EP: Joziléia, fale-nos como é que se dá a relação, por exemplo, entre os conhecimentos próprios de cada povo – Kaingang, no teu caso, e os demais – e esse conhecimento da escola. Como vocês vem lidando com isso? Como se dá essa relação, hoje, entre os conhecimentos tradicionais e os conhecimentos escolares? Como vocês tem conseguido inserir os conhecimentos de vocês dentro da escola?

JDK: Me lembro, desde muito cedo… os Kaingang têm uma facilidade muito grande com a oralidade. Nós somos povos orais. Quando eu era criança ouvia os relatos, os contos da minha mãe, das minhas tias – que são, por nós, por mynh si (mãe pequeninha), que são nossas mães também –, ouvia os relatos delas de como acontecia o ingresso na escola. A violência a que eram submetidos! A Funai – na época SPI – obrigava os pais a mandarem os filhos para as escolas, e quem lecionava nessas escolas, normalmente, era a esposa do chefe de posto. Eles aplicavam castigos severos às crianças indígenas quando elas falavam na língua; não podia falar na língua! Tinha uma série de coisas que eram obrigadas a fazer, como limpar a escola; às vezes, limpar o quintal da casa do chefe do posto. E eram crianças de sete, oito anos, e que apanhavam de todos os professores. Essa violência, hoje, não existe mais. Isso é muito interessante.

Como foi se construindo, então, com essa cara mais indígena? A partir do momento que os primeiros monitores bilíngues foram formados – eles não eram chamados de professores, eram chamados de monitores bilíngues –, eles foram vindo para a escola para fazer a alfabetização nas línguas. Isso no contexto dos Kaingang. Alfabetizando nas línguas, eles facilitariam a alfabetização na língua portuguesa, e isso era uma violência! E isso também ia levar a ter um produto, no final, que é um pouco do que a gente vê de pessoas que não se encontravam, não sabiam o que é melhor: se é melhor você ser indígena, se é melhor não ser indígena. Isso gerou muito conflito em algumas gerações.

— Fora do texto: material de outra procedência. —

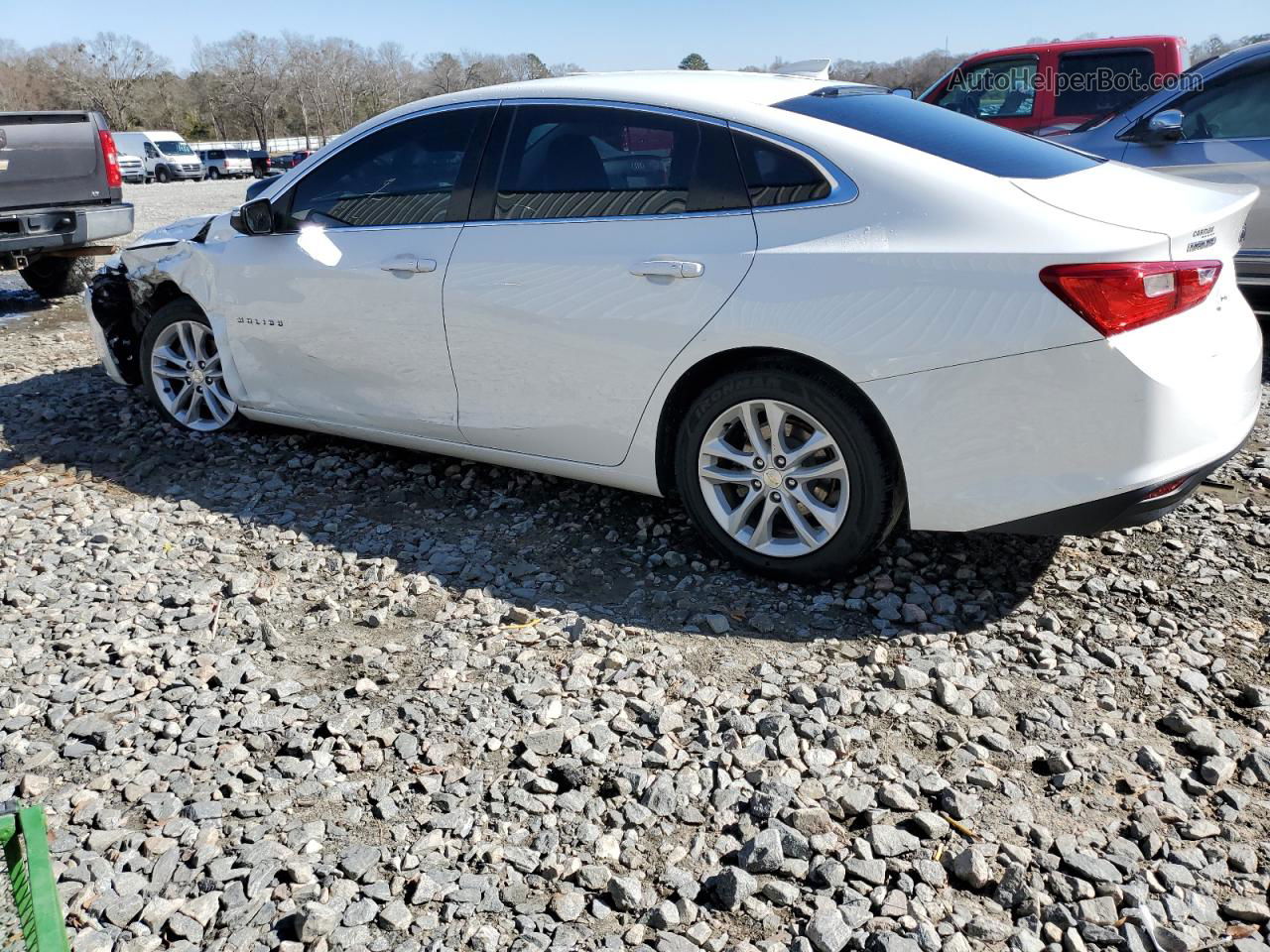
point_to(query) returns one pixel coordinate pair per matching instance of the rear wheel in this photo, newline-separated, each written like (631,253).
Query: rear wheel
(181,368)
(784,475)
(58,277)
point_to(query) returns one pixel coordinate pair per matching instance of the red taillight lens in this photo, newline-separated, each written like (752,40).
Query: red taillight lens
(113,179)
(1125,295)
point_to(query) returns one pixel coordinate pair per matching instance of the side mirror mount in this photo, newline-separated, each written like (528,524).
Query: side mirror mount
(1165,126)
(254,217)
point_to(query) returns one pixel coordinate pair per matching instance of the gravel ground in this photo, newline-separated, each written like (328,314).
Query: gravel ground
(286,690)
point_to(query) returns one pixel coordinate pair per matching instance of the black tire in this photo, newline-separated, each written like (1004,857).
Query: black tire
(875,498)
(58,277)
(180,309)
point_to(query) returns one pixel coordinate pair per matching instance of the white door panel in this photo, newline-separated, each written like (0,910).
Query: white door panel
(343,325)
(557,344)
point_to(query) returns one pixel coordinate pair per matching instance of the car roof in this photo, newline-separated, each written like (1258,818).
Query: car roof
(691,90)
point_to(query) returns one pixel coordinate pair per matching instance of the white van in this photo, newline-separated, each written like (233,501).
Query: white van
(166,154)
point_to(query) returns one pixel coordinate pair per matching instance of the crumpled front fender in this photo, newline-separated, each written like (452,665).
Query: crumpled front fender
(131,286)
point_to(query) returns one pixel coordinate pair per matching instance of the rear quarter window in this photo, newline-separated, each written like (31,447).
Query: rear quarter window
(948,135)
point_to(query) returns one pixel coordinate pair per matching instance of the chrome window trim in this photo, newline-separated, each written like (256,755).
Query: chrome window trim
(720,213)
(842,186)
(343,145)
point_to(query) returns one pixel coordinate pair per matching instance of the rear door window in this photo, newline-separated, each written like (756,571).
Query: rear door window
(1101,81)
(994,89)
(578,162)
(404,175)
(948,135)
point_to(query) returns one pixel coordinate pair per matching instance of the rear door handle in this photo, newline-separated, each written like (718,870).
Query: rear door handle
(668,270)
(409,264)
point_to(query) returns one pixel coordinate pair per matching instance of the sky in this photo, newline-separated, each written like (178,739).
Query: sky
(644,35)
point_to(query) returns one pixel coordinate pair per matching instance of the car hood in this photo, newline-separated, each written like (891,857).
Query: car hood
(181,230)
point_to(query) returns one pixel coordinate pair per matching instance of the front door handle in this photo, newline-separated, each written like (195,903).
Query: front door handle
(668,270)
(409,264)
(402,264)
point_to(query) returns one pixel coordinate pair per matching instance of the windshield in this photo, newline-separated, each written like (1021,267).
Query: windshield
(944,134)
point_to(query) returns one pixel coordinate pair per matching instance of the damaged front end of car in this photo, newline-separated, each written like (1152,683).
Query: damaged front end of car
(126,293)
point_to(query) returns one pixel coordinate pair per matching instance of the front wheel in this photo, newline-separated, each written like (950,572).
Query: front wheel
(784,475)
(182,372)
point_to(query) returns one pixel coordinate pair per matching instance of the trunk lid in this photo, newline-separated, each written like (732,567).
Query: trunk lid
(1201,220)
(51,159)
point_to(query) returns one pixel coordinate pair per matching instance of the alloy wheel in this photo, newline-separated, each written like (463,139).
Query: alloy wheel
(187,375)
(774,477)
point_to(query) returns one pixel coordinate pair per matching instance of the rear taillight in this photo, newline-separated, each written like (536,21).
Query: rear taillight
(1125,295)
(113,179)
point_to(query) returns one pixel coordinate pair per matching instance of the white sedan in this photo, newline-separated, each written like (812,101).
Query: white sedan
(808,308)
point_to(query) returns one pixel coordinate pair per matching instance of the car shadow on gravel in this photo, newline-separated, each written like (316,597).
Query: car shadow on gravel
(19,301)
(535,539)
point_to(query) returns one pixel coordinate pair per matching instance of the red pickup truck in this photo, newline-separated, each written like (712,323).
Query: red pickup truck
(1048,87)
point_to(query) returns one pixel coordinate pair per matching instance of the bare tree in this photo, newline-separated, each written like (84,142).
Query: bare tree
(244,73)
(104,72)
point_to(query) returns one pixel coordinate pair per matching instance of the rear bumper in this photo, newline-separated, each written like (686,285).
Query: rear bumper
(1075,438)
(1254,267)
(1134,508)
(48,229)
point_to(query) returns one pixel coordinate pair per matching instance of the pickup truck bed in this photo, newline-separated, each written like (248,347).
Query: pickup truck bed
(60,197)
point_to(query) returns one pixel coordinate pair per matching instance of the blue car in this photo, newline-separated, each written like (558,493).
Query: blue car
(1213,125)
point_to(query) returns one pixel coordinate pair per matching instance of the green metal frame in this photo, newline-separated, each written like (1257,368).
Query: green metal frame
(31,878)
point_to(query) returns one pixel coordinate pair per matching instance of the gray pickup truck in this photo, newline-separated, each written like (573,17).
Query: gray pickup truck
(62,197)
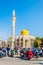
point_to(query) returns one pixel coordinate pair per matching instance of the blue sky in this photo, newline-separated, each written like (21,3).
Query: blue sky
(29,15)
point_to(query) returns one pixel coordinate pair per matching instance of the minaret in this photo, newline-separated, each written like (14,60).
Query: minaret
(13,28)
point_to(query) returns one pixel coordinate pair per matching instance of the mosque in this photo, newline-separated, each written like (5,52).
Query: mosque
(24,39)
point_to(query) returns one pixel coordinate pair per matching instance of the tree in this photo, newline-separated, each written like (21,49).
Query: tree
(36,42)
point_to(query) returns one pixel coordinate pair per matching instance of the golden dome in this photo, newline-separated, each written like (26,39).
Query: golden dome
(24,32)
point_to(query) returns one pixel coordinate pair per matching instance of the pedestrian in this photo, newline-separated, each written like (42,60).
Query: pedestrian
(8,50)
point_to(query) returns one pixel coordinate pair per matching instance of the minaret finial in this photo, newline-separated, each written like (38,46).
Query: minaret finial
(14,13)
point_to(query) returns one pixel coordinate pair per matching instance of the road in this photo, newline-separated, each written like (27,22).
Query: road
(18,61)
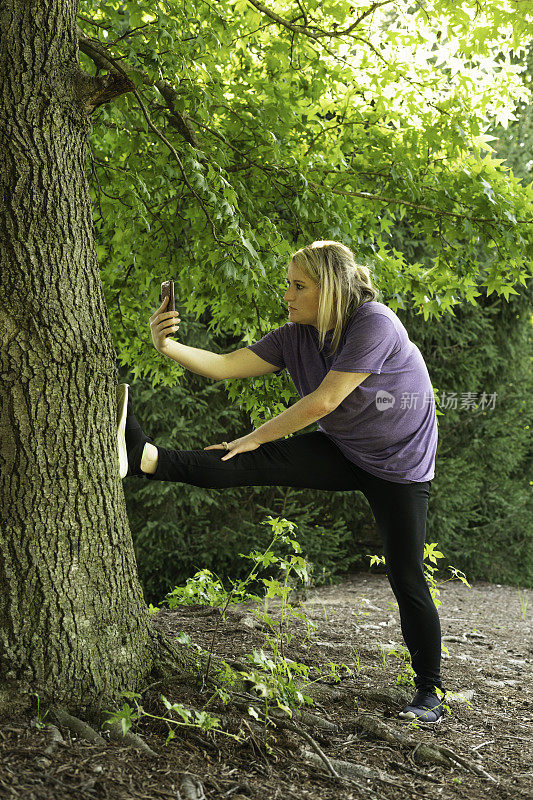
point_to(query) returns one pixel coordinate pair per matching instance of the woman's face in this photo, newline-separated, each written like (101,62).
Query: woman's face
(302,297)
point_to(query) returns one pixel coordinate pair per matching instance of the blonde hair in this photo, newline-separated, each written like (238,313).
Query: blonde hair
(344,285)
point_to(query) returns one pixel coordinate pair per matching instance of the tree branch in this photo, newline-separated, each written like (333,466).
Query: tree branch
(312,31)
(93,91)
(104,60)
(436,211)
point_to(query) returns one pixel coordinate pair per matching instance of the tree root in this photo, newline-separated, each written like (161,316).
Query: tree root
(84,731)
(77,726)
(54,735)
(432,753)
(350,770)
(130,738)
(191,789)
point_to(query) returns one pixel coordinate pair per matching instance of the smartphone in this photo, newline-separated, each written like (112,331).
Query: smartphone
(167,290)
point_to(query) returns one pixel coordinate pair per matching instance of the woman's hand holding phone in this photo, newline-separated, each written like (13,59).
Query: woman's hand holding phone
(162,325)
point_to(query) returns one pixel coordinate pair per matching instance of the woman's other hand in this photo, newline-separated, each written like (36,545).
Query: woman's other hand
(162,323)
(242,445)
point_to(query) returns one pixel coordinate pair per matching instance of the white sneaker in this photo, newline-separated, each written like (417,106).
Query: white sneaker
(122,413)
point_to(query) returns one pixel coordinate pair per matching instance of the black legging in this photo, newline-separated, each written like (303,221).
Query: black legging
(313,461)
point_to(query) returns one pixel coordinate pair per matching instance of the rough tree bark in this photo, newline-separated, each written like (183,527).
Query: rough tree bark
(73,624)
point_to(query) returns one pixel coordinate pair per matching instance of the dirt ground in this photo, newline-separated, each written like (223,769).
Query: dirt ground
(486,629)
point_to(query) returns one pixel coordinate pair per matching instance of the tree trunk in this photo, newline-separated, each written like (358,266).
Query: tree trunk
(73,624)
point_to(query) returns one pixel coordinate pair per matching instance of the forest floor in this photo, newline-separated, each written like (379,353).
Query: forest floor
(485,628)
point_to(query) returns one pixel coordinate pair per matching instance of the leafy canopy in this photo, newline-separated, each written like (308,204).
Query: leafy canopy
(284,122)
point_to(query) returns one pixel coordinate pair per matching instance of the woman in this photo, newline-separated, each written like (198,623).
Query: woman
(366,384)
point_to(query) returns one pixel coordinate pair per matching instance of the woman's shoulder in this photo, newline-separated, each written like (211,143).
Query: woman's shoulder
(371,310)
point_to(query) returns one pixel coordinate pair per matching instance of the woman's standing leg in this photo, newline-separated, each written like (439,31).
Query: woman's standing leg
(400,512)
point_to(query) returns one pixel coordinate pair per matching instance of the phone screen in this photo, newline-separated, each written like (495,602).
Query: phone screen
(167,289)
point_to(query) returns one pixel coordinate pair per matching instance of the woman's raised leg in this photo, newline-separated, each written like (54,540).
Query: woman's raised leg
(307,460)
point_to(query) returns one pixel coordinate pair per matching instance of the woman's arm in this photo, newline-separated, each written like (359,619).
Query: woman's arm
(241,363)
(307,410)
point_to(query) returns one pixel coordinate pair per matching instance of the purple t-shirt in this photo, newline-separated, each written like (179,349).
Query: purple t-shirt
(387,425)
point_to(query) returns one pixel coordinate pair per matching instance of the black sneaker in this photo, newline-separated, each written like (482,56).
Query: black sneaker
(425,707)
(130,436)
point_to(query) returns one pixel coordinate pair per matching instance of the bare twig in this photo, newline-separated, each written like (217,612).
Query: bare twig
(309,739)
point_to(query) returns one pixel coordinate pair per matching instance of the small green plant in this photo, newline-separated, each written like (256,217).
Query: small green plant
(278,681)
(187,718)
(406,675)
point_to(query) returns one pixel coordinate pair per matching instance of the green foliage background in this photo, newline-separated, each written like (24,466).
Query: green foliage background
(250,135)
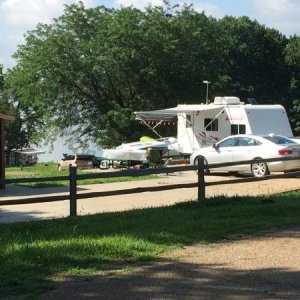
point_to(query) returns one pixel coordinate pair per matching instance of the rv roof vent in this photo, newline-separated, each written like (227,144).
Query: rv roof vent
(228,100)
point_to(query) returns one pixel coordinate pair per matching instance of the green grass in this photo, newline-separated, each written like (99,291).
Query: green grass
(33,253)
(50,170)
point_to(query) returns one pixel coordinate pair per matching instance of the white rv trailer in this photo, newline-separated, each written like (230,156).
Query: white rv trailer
(204,124)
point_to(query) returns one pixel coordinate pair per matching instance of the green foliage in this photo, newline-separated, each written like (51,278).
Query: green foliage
(34,253)
(90,69)
(51,170)
(292,56)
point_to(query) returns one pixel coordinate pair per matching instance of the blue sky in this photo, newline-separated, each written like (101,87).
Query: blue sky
(19,16)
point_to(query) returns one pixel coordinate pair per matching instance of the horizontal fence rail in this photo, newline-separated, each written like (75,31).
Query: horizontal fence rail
(201,184)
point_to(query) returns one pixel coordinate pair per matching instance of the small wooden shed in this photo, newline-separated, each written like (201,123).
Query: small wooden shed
(3,118)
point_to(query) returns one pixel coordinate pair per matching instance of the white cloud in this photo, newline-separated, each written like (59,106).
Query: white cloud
(19,16)
(280,14)
(140,4)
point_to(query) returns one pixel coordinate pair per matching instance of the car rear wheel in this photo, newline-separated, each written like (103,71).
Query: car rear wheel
(206,170)
(259,169)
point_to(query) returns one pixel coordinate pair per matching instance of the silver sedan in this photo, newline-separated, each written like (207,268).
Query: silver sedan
(250,147)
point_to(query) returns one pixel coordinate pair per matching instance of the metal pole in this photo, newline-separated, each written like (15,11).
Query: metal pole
(207,92)
(201,180)
(73,191)
(2,154)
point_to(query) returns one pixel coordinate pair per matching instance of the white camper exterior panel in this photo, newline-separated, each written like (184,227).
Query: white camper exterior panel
(200,125)
(265,119)
(204,127)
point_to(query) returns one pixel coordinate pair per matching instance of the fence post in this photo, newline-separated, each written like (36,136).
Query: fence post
(73,191)
(201,180)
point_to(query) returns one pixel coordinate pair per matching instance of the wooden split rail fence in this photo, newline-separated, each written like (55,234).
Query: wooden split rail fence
(73,177)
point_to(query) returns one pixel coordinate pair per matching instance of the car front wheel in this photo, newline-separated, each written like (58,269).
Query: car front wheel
(206,170)
(259,169)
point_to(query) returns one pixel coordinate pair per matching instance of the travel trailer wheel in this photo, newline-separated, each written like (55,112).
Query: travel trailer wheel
(206,171)
(259,169)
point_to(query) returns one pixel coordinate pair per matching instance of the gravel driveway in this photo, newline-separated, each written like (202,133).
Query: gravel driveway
(266,266)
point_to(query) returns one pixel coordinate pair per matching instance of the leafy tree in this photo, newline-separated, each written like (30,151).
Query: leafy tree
(17,134)
(86,73)
(254,63)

A escola foi ganhando, com os monitores bilíngues – embora tenha sido um enfrentamento muito difícil, porque, na época, as escolas eram escolas federais, então, as ordens vinham muito de cima para baixo. Eles não tinham direito a nada. Por exemplo: mandavam, para a escola indígena, latas de leite em pó. Nós não tomávamos leite, nem em pó! Então o leite em pó estragava. Almôndega! Os Kaingang não comem carne de gado, assim, seguidamente! Temos uma preferência por carne de porco, de frango, mas principalmente de porco. Me lembro disso quando era criança, de ver as latas de almôndega. E isso foi mudando. Hoje, na escola indígena as merendeiras podem fazer comida tradicional. Época de caraguatá, por exemplo, que é uma comida, elas fazem; época de fuá, elas fazem com as crianças. Envolve. Tem algumas coisas que foram se modificando, e para o bem. Assim como ter professor indígena em sala de aula é uma forma de valorizar o ser Kaingang, o ser indígena, porque você mostra para a criança, principalmente para o adolescente, que está em uma fase de não entender muito os conflitos que tem a adolescência – porque não tínhamos isso, passávamos de criança para adulto; agora existe essa fase de adolescente. E também nós, comunidade, indígenas, temos que aprender a lidar com essa fase que veio com a cultura do não indígena, do mundo, enfim. Hoje falamos de adolescência também. E é mostrar para eles que, bom, você pode ser indígena e você pode ser professor, enfermeiro, médico… pode ser astronauta, se quiser, sem deixar de ser indígena! E é esse valorizar, mesmo, o professor indígena que está lá dentro.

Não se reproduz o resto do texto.